Labor Costs See Largest 3rd-Quarter Jump in 20 Years, But Don’t Outpace Inflation

U.S. workers saw the largest increase in wages and benefits during the third quarter of 2021 in two decades, according to the U.S. Bureau of Labor Statistics.

A new BLS report shows that total compensation for workers rose by 1.3 percent during the three-month quarter ending in September. Wages and salaries grew by 1.5 percent during that quarter and benefits costs increased by 0.9 percent nationally from June, 2021, according to the report.

“This is no surprise to me,” said Robert Handfield, a supply chain economist at North Carolina State University. 

The increase is the result of the continued pandemic trend of consumer demand outpacing the supply of labor, Handfield said. Although some of the third quarter increase could be attributable to increased overtime as companies ask fewer employees to do more work, Handfield said the main driver is rising wages as they compete for a smaller pool of workers.
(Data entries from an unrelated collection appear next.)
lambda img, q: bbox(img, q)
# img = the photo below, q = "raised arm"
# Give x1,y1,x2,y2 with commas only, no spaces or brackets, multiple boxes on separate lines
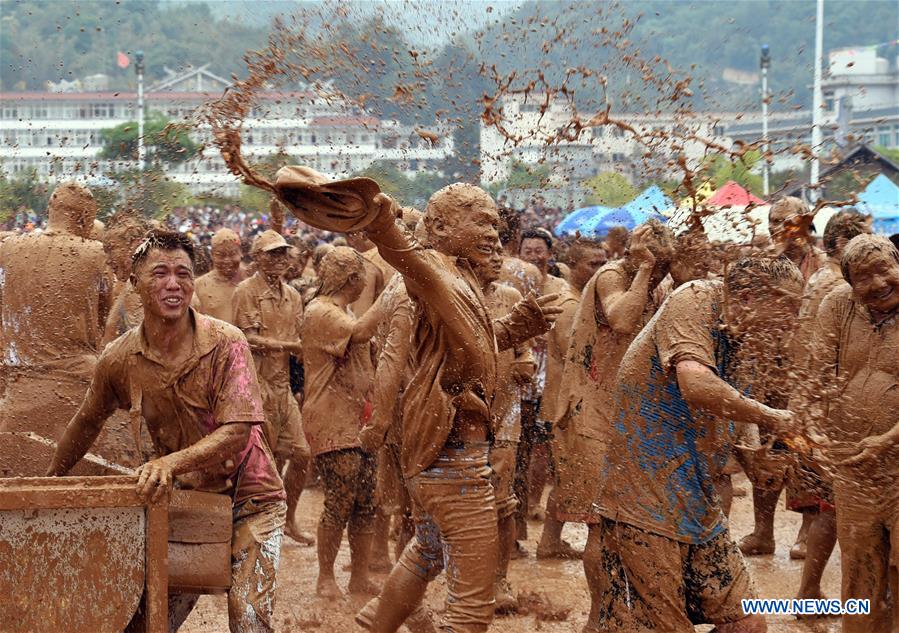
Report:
596,226,657,334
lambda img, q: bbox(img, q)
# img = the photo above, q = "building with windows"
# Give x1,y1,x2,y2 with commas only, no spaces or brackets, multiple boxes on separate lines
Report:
722,48,899,174
479,90,731,186
0,65,452,197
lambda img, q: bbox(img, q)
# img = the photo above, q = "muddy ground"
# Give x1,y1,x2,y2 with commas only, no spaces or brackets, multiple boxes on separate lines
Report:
182,472,841,632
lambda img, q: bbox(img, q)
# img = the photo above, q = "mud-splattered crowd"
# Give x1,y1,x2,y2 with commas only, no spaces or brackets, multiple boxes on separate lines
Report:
1,175,898,633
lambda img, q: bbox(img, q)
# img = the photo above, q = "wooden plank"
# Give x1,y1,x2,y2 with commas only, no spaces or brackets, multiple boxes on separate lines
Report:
145,500,170,633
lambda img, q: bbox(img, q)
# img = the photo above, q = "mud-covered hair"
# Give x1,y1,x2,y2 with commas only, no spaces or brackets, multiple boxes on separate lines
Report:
841,234,899,284
725,255,803,295
521,227,553,250
131,228,196,272
822,209,871,257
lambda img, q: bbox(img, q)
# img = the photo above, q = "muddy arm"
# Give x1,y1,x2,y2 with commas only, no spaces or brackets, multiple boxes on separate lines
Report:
676,360,792,433
493,294,555,351
359,292,414,450
597,264,654,335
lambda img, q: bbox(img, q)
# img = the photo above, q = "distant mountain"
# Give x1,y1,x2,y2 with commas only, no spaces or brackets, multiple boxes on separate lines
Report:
2,0,894,118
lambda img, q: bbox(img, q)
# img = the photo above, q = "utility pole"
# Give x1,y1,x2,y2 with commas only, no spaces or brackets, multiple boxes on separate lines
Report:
810,0,824,199
136,50,145,171
760,44,771,197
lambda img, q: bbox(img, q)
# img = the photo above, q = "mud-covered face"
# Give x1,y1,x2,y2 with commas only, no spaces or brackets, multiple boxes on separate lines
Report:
474,242,504,286
848,252,899,316
570,245,607,290
441,205,501,268
519,238,551,272
211,241,242,279
133,248,194,322
768,206,811,250
256,246,289,281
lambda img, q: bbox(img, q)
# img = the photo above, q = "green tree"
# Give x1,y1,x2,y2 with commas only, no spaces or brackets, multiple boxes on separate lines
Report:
701,151,764,195
353,162,449,209
117,166,194,218
583,172,638,207
875,146,899,165
0,168,50,223
499,160,552,191
100,113,198,165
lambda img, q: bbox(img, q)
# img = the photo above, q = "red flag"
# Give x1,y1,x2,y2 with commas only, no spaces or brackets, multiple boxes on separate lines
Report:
117,52,130,69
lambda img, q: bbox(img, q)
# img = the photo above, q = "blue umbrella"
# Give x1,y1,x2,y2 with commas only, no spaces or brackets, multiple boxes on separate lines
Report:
554,205,614,237
582,186,672,234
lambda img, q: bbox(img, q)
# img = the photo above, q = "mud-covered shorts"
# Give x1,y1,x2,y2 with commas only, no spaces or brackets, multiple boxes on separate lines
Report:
260,382,310,461
596,518,755,632
315,447,376,531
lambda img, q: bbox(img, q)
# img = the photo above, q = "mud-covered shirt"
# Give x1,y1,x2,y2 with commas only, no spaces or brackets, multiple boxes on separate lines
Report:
598,280,736,544
809,284,899,477
232,272,303,389
77,309,285,505
193,269,243,324
301,296,374,457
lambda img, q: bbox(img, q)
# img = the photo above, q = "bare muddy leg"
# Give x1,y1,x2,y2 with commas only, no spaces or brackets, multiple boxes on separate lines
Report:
796,509,837,601
495,514,517,614
582,524,603,630
739,487,780,555
789,510,814,560
371,509,393,571
348,522,380,596
283,453,314,546
316,523,344,598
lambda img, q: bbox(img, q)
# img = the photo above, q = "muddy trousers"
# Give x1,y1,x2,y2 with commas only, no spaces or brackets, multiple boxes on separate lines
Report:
126,500,286,633
378,443,498,632
834,475,899,633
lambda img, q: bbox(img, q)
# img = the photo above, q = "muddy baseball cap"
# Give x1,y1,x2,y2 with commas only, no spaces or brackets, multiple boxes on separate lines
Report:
251,230,289,255
273,165,382,233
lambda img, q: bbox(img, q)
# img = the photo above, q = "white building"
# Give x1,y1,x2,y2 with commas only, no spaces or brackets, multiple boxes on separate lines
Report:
479,91,731,186
0,65,453,197
723,47,899,173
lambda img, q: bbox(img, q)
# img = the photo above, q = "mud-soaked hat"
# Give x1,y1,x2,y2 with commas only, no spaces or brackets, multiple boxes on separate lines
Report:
251,230,289,255
273,166,382,233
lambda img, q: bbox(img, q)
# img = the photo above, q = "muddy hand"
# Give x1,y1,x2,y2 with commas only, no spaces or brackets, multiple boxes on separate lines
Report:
628,225,656,269
535,293,563,324
135,457,175,503
368,193,401,234
837,434,892,467
358,423,387,454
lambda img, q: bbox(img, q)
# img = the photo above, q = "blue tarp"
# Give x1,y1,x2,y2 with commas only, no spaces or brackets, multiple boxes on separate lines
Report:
554,205,614,237
554,185,674,237
623,185,675,219
856,175,899,235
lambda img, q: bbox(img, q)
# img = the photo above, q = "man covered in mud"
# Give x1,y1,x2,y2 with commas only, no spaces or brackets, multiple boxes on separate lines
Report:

Amazon and at least 16 other major retailers and banks like Wells Fargo or fast-food giants like McDonalds have raised starting salaries for entry-level employees to attract more workers.

Southwest Airlines, Aetna, Ben and Jerry’s, Charter Communications, Cigna, Disney World, Facebook, Fifth Third Bank, JP Morgan Chase & Co., Starbucks, WayFair have all raised wages too, according to GOBankingRates, a personal finance publication.

But it’s not just big companies. Small businesses are having to raise pay, too. According to the BLS report, one of the largest compensation increases, at 7 percent, was in the leisure and hospitality industry.

“Just to make their workplace competitive, they’re having to increase labor,” Handfield said. “I think just to retain people, businesses are saying: ‘We have to increase our pay scales.’

“There’s a shortage, and it’s economics 101: You gotta pay people more,” Handfield added.

While that seems like good news for workers, the Society for Human Resource Management and others are quick to point out that salaries — although rising faster in 2021 than for years — are still increasing slower than the rate of inflation. So most workers’ real earnings are in fact decreasing.

Compared to the fourth quarter in 2019, labor costs are up by 7.5 percent, said Aaron Sojourner, an economist at the University of Minnesota’s Carlson School of Public Management.

“But labor productivity is up too, offsetting 39% of the cost increase (in 2021Q3),” Sojourner said in an email.

“Also, after-tax corporate profits were up 16% (in 2021Q2 relative to 2019Q4) indicating that, at least in the corporate sector, many employers are taking in higher revenues and profits compared to pre-pandemic, even with the higher labor cost per hour,” he continued. “Profits took big hits in the first half of 2020, but have been above pre-pandemic levels for over a year now and have recovered the missed profits.”

Despite compensation increases, the pandemic hasn’t changed the general economic trend of wages stagnating in the face of inflation and productivity gains, both of which have seen sharp increases during the pandemic.

Net productivity rose 61.8 percent from 1979 to 2020, according to the progressive, Washington D.C.-based Economic Policy Institute. Hourly pay for most workers meanwhile grew by about 17.5 percent over the past four decades, after adjusting for inflation.

On balance, pandemic wage increases have had little impact on income inequality or the longstanding gap between wage increases and productivity gains, according to the Pew Research Center, a nonpartisan Washington D.C.-based think tank.

Federal Reserve Chairman Jerome Powell told a panel of U.S. House lawmakers in July that inflation would likely remain high for months before beginning to ease, tying price increases to the economic reopening after pandemic shut downs or limitations in many states, the New York Times reported.

But several months later, inflation still is increasing faster than in about three decades, according to the Times, which added that the Federal Reserve is expected to soon announce a plan to slow $120 billion in asset purchases to beef up an economy that has been maimed by the pandemic.